Die materielle Rechtskraft des KFB – hier des KFB der Rechtspflegerin des LG Frankfurt vom 13.11.2015 – steht nämlich einer erneuten Kostenfestsetzung dann entgegen, soweit derselbe Streitgegenstand betroffen ist (BGH RVGreport 2011, 309 [Hansens]; BGH BRAGOreport 2003, 57 [ders.] = JurBüro 2003, 260). Versehentlich in einem ersten Kostenfestsetzungsverfahren nicht geltend gemachte Posten sind demgegenüber der Nachliquidation zugänglich (BVerfG NJW 1995, 1886; BGH NJW 2009, 3104; FamRZ 2011, 1222; BGH RVGreport 2011, 28 [Hansens] = zfs 2011, 101 m. Anm. Hansens = AGS 2010, 580 mit zust. Anm. N. Schneider; OLG München MDR 2003, 55; OLG Düsseldorf AGS 2006, 201; OLG Stuttgart RVGreport 2009, 312 [Hansens]; OLG Celle AGS 2010, 582 mit zust. Anm. N. Schneider; LG Trier JurBüro 2012, 250; Zöller/Herget, ZPO, 31. Aufl. 2016, § 104 Rn 21 „Nachliquidation“ m.w.N.).
Hinweis:
Ob ein Fall der zulässigen Nachliquidation vorliegt, hängt von den Umständen des Einzelfalls ab. Hat der Erstattungsberechtigte in seinem ersten Kostenfestsetzungsantrag erkennbar seinen gesamten Erstattungsanspruch geltend gemacht, gibt er damit zu erkennen, dass er eben diesen ganzen Anspruch und nicht nur einen Teil davon festgesetzt haben will. In einem solchen Fall sollte kein Rest zurückgestellt werden, der einer Nachforderung und damit einer Nachfestsetzung zugänglich gewesen wäre. Über diesen Anspruch hat dann der Rechtspfleger rechtskräftig entschieden (BGH RVGreport 2011, 309 [Hansens]).

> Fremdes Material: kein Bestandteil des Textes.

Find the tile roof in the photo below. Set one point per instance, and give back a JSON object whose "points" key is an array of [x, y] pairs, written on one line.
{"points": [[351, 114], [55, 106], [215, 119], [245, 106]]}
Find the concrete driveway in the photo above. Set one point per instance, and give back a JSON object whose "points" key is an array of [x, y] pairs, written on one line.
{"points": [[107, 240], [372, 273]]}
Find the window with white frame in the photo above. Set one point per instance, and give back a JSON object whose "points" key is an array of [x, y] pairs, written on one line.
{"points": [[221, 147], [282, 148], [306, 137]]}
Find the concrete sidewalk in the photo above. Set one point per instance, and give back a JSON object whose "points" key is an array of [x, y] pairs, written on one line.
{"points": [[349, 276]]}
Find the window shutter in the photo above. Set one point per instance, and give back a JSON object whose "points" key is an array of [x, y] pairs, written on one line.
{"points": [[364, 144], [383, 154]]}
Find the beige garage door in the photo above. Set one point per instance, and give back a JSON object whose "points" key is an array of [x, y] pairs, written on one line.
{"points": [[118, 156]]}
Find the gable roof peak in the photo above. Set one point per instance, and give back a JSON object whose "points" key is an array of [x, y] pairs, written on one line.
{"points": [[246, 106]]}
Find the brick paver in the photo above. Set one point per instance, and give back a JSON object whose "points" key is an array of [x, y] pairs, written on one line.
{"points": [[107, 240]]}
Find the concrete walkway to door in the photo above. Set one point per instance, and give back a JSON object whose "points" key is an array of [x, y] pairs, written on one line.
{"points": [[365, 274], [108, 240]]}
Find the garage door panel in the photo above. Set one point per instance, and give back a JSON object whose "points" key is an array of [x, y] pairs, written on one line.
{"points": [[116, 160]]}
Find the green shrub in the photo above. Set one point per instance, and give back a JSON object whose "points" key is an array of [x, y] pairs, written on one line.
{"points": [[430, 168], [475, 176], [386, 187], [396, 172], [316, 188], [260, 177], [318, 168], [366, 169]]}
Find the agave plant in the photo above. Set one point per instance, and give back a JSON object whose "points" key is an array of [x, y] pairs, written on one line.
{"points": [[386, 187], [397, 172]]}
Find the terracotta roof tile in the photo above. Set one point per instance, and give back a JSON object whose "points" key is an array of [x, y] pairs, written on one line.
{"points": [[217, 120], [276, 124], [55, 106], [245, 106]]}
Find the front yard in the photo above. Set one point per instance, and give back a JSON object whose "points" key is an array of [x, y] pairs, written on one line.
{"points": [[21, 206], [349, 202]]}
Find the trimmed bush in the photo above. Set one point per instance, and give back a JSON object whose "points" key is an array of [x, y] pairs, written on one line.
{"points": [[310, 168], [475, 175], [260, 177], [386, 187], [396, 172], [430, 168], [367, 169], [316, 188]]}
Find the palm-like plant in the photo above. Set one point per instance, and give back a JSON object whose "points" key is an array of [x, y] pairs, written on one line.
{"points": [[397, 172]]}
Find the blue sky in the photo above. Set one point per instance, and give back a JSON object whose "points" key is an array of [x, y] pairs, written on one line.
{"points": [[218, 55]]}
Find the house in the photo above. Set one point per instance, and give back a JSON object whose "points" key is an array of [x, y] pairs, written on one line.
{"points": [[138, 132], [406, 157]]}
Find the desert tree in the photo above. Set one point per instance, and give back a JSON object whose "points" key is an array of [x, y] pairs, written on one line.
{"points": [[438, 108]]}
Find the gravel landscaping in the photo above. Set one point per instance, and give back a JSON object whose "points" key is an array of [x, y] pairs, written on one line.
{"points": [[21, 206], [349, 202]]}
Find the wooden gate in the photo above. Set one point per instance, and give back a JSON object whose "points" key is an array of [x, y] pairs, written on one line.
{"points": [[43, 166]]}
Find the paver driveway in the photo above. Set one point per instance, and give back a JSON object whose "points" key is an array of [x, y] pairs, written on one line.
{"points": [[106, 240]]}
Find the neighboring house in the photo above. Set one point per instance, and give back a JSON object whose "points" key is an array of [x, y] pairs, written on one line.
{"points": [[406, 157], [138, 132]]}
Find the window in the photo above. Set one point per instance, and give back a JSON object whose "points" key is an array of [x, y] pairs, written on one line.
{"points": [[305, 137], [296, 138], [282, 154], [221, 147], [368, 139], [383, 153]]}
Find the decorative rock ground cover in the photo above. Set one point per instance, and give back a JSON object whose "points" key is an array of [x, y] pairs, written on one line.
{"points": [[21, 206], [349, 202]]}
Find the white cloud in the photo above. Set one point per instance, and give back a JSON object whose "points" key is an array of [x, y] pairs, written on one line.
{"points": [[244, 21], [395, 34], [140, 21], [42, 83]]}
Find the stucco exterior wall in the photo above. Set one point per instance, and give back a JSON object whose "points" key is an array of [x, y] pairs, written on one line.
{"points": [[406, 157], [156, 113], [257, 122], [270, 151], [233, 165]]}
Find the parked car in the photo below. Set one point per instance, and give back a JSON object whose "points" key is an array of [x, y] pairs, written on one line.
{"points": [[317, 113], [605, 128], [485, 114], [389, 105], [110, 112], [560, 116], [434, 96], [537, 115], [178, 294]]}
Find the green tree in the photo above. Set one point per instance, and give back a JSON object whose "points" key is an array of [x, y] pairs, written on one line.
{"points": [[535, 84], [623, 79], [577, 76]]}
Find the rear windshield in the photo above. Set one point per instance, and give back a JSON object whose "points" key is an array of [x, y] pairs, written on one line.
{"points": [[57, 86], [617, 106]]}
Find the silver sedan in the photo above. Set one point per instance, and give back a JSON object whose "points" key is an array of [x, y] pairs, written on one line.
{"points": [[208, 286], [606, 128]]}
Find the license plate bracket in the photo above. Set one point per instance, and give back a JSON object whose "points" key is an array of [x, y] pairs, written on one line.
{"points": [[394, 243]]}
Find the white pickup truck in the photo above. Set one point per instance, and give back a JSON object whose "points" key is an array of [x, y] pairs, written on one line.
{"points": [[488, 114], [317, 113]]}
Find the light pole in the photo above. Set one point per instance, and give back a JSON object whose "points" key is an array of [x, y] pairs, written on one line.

aa) Nachfestsetzung unzulässig
Damit ist eine Nachfestsetzung in folgenden Fällen unzulässig:
- Die erstattungsberechtigte Partei stellt nach gesetzlicher Änderung der Zinshöhe einen Antrag auf Ergänzung der Verzinsung des Erstattungsbetrags (BGH BRAGOreport 2003, 57 [Hansens] = NJW 2003, 1462 = JurBüro 2003, 260).
- Der Nachfestsetzungsantrag wird auf einen höheren Gegenstandswert gestützt als im ursprünglichen Kostenfestsetzungsantrag zugrunde gelegt. In dem vom BGH (RVGreport 2011, 309 [Hansens] = AGS 2011, 566 m. Anm. N. Schneider) entschiedenen Fall wurde unter Ansatz eines weit höheren Gegenstandswertes als in dem beschiedenen Kostenfestsetzungsantrag eine um rund 90.000 EUR höhere Verfahrensgebühr geltend gemacht. Wird versehentlich ein zu niedriger Gegenstandswert angesetzt, so kann dies nach Rechtskraft des KFB im Regelfall nicht durch einen Nachfestsetzungsantrag korrigiert werden.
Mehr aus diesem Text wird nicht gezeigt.